As far as I know Julia Roberts has never come clean about IVF, neither has Courtney Cox, who I think said her daughter was conceived naturally although she would have considdered IVF...I think she is trying again now...can you tell I read to many gossip mags   

I think Bree is the only one who has come clean about IVF in her forties - although I reckon even Halle Berry and Salma Hayek are possibilites...(although my own opionions here  )

It is annoying the way the media make it out to be an 'easy option' though    
Mx


----------



## Topkat08

Hiya Ladies,

like most of u have said she is  . Maybe one of them has got a IF problem or maybe Brad's a let down in the bedroom   who knows?

Have u heard how much the pics of the twins went for...$14 million.  

Anyway Best Of Luck 2 Them All x


----------



## Caz

Topkat08 said:


> or maybe Brad's a let down in the bedroom  who knows?




I'd be absolutely devastated if that's the case. There's all my plans of being Mrs Pitt the third scuppered.  

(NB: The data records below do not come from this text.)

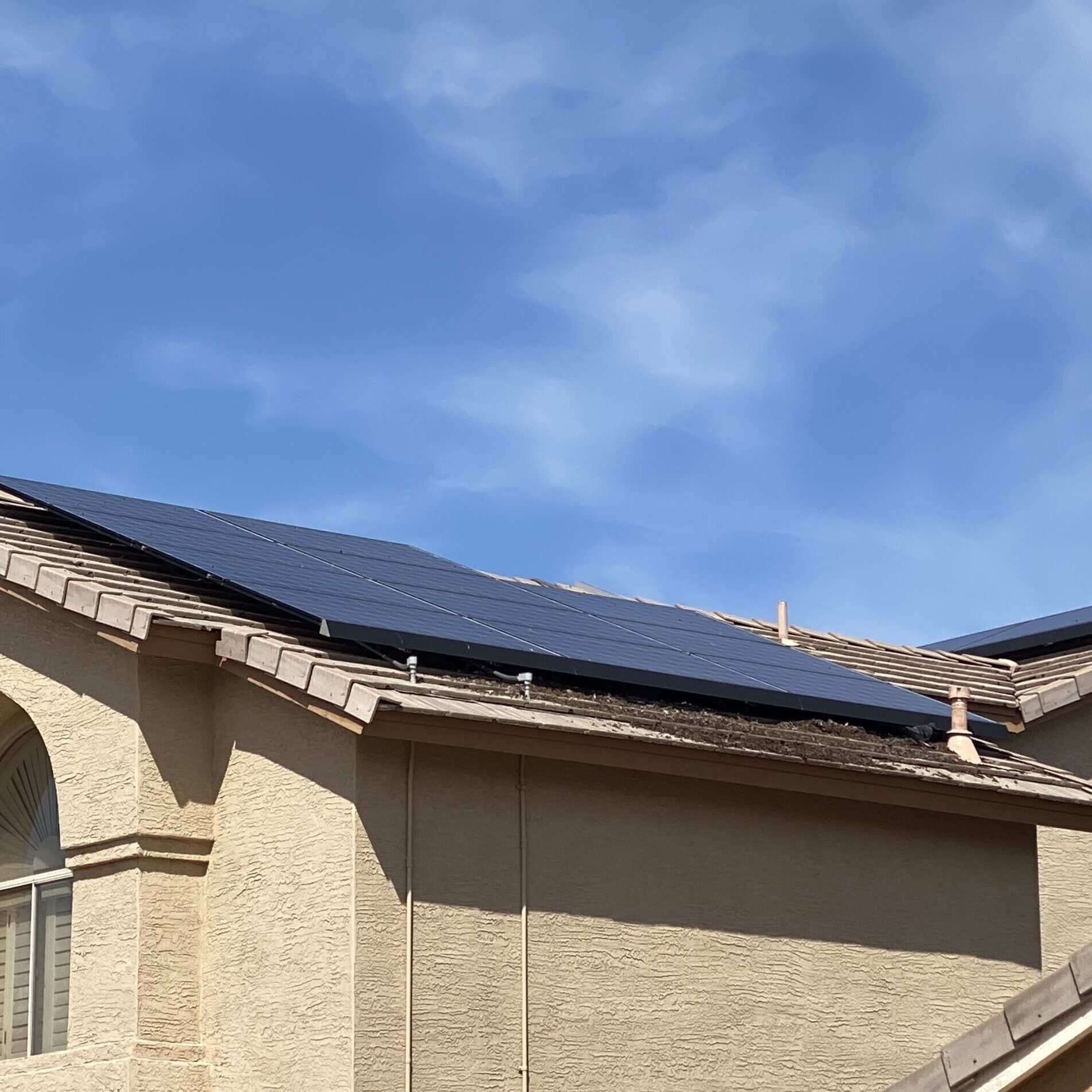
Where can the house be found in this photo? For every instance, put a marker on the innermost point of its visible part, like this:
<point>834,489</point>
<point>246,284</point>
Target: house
<point>244,847</point>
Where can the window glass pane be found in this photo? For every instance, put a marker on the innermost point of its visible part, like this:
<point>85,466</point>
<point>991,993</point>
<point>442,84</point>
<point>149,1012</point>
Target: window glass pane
<point>14,971</point>
<point>30,838</point>
<point>52,947</point>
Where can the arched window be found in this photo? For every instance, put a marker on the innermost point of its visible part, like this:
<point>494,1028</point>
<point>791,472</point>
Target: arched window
<point>35,902</point>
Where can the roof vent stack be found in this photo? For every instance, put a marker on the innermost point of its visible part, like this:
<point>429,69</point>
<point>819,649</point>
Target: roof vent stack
<point>960,740</point>
<point>783,623</point>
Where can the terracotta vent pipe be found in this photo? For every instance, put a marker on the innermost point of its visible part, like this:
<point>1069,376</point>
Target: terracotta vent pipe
<point>960,739</point>
<point>783,623</point>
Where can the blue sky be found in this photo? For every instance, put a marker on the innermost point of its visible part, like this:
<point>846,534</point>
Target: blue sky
<point>712,303</point>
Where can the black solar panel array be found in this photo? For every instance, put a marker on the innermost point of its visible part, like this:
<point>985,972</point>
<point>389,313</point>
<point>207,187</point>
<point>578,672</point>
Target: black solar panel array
<point>1022,636</point>
<point>400,596</point>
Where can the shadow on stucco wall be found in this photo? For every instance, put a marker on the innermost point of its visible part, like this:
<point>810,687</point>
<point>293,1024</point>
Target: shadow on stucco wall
<point>660,850</point>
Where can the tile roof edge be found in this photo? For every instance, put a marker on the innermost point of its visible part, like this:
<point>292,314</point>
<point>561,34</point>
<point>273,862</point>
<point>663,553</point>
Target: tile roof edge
<point>256,648</point>
<point>1033,1029</point>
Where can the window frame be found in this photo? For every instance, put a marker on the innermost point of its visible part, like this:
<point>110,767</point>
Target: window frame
<point>35,882</point>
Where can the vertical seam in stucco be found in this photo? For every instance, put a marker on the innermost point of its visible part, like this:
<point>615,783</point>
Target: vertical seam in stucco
<point>138,720</point>
<point>408,1031</point>
<point>355,818</point>
<point>524,1060</point>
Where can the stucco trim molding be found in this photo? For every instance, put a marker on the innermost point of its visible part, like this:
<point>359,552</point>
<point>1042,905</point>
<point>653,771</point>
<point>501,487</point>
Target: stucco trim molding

To be fair to them, the $14million has gone to charity. Well I guess they don't need it do they.

C~x


----------



## Betty M

Had a flick through Hello in the supermarket this am. They were asked about whether they used IVF and they say no and if they had needed it they wouldn't have a problem talking about it but that they luckily didn't have any fertility issues.  They also come out with the "runs in my family" rubbish from Brad - I'm sure it has to run in the female side given it is linked to genetic predisposition to releasing 2 eggs a month not 1 - so leaving open the clomid/injectables option and then they could truthfully say they hadn't done ivf. Whatever the truth the twins are however very cute babies. Brad looks foolish throughout with silly facial hair - he just is not my type - give me George Clooney any day. 

Betty


----------



## anna the third

well we don't know and is it our business anyway?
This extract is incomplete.